Neither Mr. Ward or his legal representatives retained a copy of the Operating Instructions, nor any notes as to its contents and accordingly, continue to press for its production and inspection.
The Respondents maintain their claim for public interest immunity and legitimate forensic purpose."
In exercising judgment the Court can limit disclosure to lawyers. This power may inform the judgment to be made on the competing claims of the public interest immunity. Legal practitioners are officers of the Court and owe a duty to respect not only the confidences of their clients but also any confidences the Court may impose.

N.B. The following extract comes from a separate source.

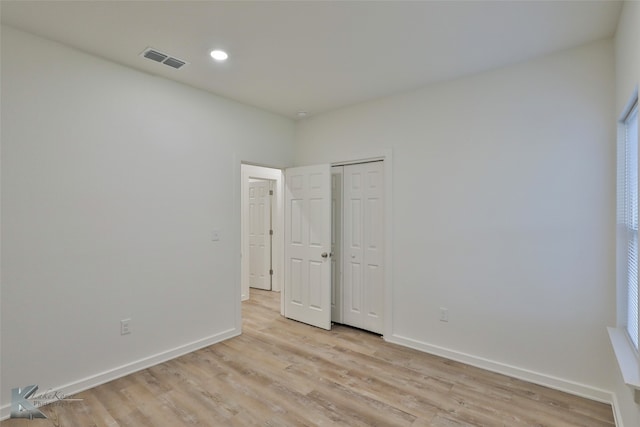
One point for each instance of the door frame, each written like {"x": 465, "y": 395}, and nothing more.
{"x": 249, "y": 171}
{"x": 386, "y": 155}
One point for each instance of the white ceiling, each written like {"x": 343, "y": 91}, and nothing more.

In my opinion, the Operating Instructions are likely to be relevant both at the application to stay the indictment and at trial. I acknowledge, however, the facts set out in the affidavit of Peter James Klemm and the public interest in restricting access and publication of this document, at least at this stage in the proceedings. However, the liberty of the subject is a countervailing matter which overrides the public interest in keeping the document privileged completely from production. I cannot overlook the fact that the Operating Instructions have already been disclosed to Mr Ward's legal advisers.
I order that the Operating Instructions can be inspected and will hear the parties as to the terms of that order.